En s’appuyant sur cette jurisprudence, les représentants du personnel disposent d’un argument solide pour exiger des mesures concrètes. 

Nouveauté de l’arrêt du 4 juin 2025 (n° 24-12.086).
Dans cette affaire, une salariée dénonce un harcèlement.
Son employeur la licencie, affirmant qu’elle a menti.
𝐌𝐚𝐢𝐬 𝐢𝐥 𝐧𝐞 𝐩𝐫𝐨𝐮𝐯𝐞 𝐩𝐚𝐬 𝐪𝐮𝐞 𝐥𝐚 𝐬𝐚𝐥𝐚𝐫𝐢𝐞́𝐞 𝐬𝐚𝐯𝐚𝐢𝐭 𝐪𝐮𝐞 𝐜’𝐞́𝐭𝐚𝐢𝐭 𝐟𝐚𝐮𝐱.
Résultat : licenciement annulé, indemnisation lourde à la clé.
Ce que tout DRH doit retenir:
• Le salarié est protégé même si les faits ne sont pas prouvés
• Le salarié ne peut être sanctionné que s’il a sciemment menti
• La charge de la preuve revient à l’employeur
• Mentionner une dénonciation dans un licenciement sans preuve de mauvaise foi est une erreur stratégique et juridique.

2/Mails professionnels et données personnelles.

La Cour de cassation confirme que les mails professionnels sont des données personnelles accessibles au salarié au titre du RGPD(Le règlement général de protection des données). 
Le 18 juin 2025, la Cour de cassation a rendu un arrêt fondamental.
Dans cette affaire, un salarié, après la rupture de son contrat, avait demandé l’accès à l’ensemble des données le concernant, notamment ses mails professionnels envoyés ou reçus via sa messagerie d’entreprise. L’employeur avait refusé de les transmettre. À tort.
La Cour rappelle que :
• Les mails professionnels sont, par principe, des données à caractère personnel, y compris lorsqu’ils sont envoyés ou reçus sur une adresse professionnelle.
• Le salarié peut donc en réclamer communication, tant pour leur contenu que pour leurs métadonnées (horodatage, destinataires…).
• L’employeur ne peut refuser que dans des cas stricts et justifiés, par exemple pour atteinte aux droits d’autrui. Ce qui n’était pas le cas ici.
Autrement dit, le salarié a le droit de récupérer ses mails professionnels pour défendre ses droits, y compris après son départ.
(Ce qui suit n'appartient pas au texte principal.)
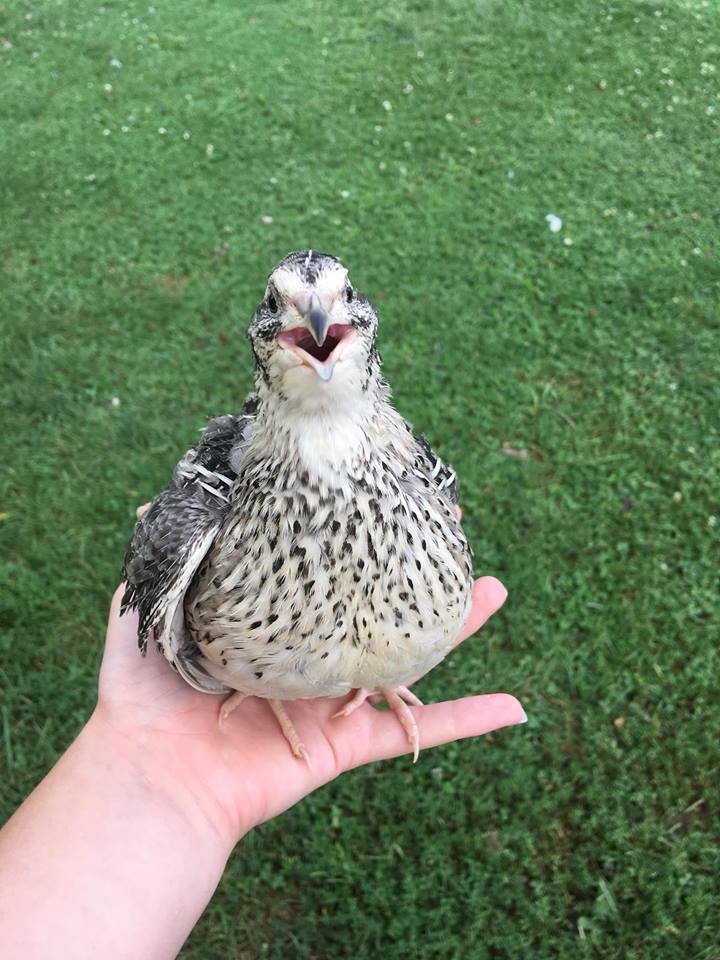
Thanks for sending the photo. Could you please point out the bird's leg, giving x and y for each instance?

Ce que cela change (et confirme):
Cette jurisprudence va bien au-delà d’une simple question de RGPD. Elle marque un véritable tournant dans l’équilibre du rapport de force au moment de la rupture. En effet, de nombreux employeurs écartent les salariés de leur poste dès la convocation à l’entretien préalable, précisément pour les empêcher d’accéder à leurs mails, fichiers et éléments de preuve internes.

Cette décision de la Cour de cassation coupe court à ces pratiques : empêcher l’accès aux preuves, c’est entraver un droit fondamental garanti par le RGPD et l’article 6 de la Convention européenne des droits de l’homme (droit à un procès équitable).
Au regard du droit européen applicable, il est évident que cette jurisprudence française doit s’imposer comme une référence incontournable.
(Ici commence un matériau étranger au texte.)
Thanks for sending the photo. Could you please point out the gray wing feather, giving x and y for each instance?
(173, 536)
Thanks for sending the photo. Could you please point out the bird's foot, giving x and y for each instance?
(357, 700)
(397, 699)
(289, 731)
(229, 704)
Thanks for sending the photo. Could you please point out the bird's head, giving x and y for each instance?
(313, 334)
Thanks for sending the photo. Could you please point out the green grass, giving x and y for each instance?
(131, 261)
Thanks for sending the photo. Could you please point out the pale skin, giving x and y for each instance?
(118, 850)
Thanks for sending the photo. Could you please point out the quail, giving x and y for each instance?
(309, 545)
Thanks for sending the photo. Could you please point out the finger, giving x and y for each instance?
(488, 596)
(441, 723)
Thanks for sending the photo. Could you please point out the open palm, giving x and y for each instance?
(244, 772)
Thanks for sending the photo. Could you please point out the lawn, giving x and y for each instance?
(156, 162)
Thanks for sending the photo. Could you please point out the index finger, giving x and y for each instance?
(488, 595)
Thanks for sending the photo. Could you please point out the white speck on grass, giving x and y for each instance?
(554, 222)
Tout salarié a lui aussi :
• Le droit d’accès à ses données personnelles (dont les mails pro) au titre du RGPD,
• Le droit d’invoquer la CEDH : La Cour applique la Convention européenne des droits de l'homme. Sa mission consiste à vérifier que les droits et les garanties prévus par la Convention sont respectés par les États, pour garantir l’accès aux preuves de sa propre défense.
Il est urgent que les juridictions luxembourgeoises s’alignent sur cette lecture protectrice des droits du salarié.